Бездельник свои байки обычно зря не загибал, и я ждал, что он сейчас мне что-то скажет. И он сказал негромко:

– Ты не радуйся пока, Мироныч, ладно? Прежде времени не радуйся, что жизнь лучшает. Обратил внимание – ведь на комиссии никого из нашего начальства не было, заметил? На охоте они где-нибудь, а то в отъезде. И вернутся не сегодня-завтра. И узнают, что дело, неслучайно ими задвинутое, ты ухитрился вытащить на этот суд. Так что погоди ликовать. Согласен?

Я был согласен, спасибо тебе, Бездельник. Очень вовремя ты меня охолодил.

Что ж, последнюю надо делать запись в дневнике. Я бессмысленно и бесцельно шатаюсь уже несколько дней между бараков, сажусь покурить с кем-нибудь и снова вскакиваю, словно тороплюсь куда-то. Снова шатаюсь. Назойливо вертятся в уме неизвестно откуда взявшиеся строчки:

Помазали свободой по губам, испробовать не дали ни глоточка.

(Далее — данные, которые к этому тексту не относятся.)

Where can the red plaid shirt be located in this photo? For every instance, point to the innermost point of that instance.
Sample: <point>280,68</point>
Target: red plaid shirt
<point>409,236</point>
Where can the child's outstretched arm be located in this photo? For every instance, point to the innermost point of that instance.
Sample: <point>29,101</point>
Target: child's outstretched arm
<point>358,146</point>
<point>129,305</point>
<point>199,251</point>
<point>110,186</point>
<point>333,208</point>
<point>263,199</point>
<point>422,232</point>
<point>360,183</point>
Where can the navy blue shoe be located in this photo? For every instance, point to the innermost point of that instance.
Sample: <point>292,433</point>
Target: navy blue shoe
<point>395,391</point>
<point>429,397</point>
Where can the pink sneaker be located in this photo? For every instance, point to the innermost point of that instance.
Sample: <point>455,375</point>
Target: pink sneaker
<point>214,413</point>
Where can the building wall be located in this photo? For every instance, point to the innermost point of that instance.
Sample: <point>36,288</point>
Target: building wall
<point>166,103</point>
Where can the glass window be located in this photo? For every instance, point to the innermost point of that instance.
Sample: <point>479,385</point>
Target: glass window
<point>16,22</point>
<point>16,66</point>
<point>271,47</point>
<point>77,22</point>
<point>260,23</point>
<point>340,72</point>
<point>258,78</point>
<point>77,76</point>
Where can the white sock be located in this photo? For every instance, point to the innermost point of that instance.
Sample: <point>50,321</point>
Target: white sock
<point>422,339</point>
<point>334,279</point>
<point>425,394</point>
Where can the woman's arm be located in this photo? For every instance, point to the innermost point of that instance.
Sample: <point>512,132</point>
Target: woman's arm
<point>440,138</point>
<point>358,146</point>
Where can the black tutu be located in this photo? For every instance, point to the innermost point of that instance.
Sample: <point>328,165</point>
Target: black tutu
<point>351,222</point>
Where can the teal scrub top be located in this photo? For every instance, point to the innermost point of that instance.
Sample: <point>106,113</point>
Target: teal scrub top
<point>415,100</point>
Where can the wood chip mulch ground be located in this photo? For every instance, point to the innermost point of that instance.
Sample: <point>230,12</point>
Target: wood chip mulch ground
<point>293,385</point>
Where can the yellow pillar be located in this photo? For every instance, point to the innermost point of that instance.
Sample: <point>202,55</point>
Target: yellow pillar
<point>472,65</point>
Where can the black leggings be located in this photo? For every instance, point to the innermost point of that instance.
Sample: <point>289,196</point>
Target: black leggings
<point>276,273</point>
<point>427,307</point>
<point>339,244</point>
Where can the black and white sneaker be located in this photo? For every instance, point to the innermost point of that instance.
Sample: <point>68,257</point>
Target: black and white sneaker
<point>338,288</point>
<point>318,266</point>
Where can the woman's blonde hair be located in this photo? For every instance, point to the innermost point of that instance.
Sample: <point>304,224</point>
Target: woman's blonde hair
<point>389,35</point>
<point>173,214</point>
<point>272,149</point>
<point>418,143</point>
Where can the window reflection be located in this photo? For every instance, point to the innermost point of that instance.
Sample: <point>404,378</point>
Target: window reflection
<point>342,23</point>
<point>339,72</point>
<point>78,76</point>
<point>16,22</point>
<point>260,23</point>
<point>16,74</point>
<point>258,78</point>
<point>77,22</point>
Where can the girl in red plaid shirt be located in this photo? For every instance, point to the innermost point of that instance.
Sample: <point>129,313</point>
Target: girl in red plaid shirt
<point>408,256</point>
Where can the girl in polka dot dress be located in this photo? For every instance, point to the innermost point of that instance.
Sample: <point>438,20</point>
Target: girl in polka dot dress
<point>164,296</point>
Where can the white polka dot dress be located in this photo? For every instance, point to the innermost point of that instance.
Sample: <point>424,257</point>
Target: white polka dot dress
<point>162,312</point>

Я не знаю, чьи они, да и не уверен, что знал их раньше, эдакое мог придумать и сам. Несложно. Все началось с того, что мне сперва шепнули, что начальник лагеря, с охоты приехав, отказался отпустить меня, собирается с кем-то консультироваться (я-то знал отлично – с кем), звонить куда-то и ждать приказа, а решение выездного суда хочет опротестовать. После вывесили списки тех, кого суд освободил и кто на днях уходит по этапу работать на назначенные стройки. Меня там не было. А потом три этапа ушли почти один за другим, и ясно стало, что меня тормознули прочно, что годами отмерять мне срок, а не днями, как я начал надеяться после суда. Отчаяние и тоска, владевшие мной, были чем-то странно знакомы, и забавно, что усилия вспомнить, откуда памятно мне это острое чувство безнадежности, усилия эти развеивали меня и облегчали. Вспомнить я, однако, не мог. Не было в моей жизни такого острого сочетания несправедливости, поражения, сокрушенных надежд (как они вспыхнули, мерзавки), бессилия придумать что-либо и что-нибудь предпринять. Не было. Потому что после ареста было другое ощущение: схвачен! Как в плену. И все. Словно ожидал заранее. Нет, не было такого прежде.

Однако было. Просто гораздо позже. И не мог я это вспомнить никак, потому что связано это оказалось не с реальностями моей жизни, а со сном одним в тюремной камере. До краев был наполнен этот сон весенним воздухом и весенним светом. В эти воздух и свет раннего, но солнечного апреля вышли из моей квартиры вместе со мной (все цветное было, четкое, звучащее – реальность полная) трое или четверо людей – следователи и конвой, недавно привезшие меня из тюрьмы домой почему-то (а во сне понимал даже, что надо), чтобы снова сделать обыск. И мы все стоим, окунувшись в это весеннее благоденствие, а в метре от меня мой маленький сын пускает кораблик из спичечного коробка в бурно лопочущем ручье. И я вижу, как он в азарте и ажиотаже («моя кровь» – думаю я с умилением и любовью) шлепает в своих ботиночках прямо по ручью и уже промок почти до колен, а забрызган много выше. Я протягиваю к нему руку, говорю что-то воспитательное, проверяю, не очень ли вспотел, глажу по мягким волосенкам, а когда поднимаю голову – моего конвоя нет. Ни следователей, ни сопровождения, и уже машина их скрылась за поворотом улицы. И тогда в это чувство воздуха и света вдруг вплелось такое ощущение свободы, что никак я не мог не задохнуться от прихлынувшего к горлу счастья и проснулся на этом пике сна и радости. В очень грязной, потому что очень перенаселенной, в очень душной камере тюрьмы. И вот здесь они пришли ко мне, те отчаяние и тоска, что сегодня показались знакомыми.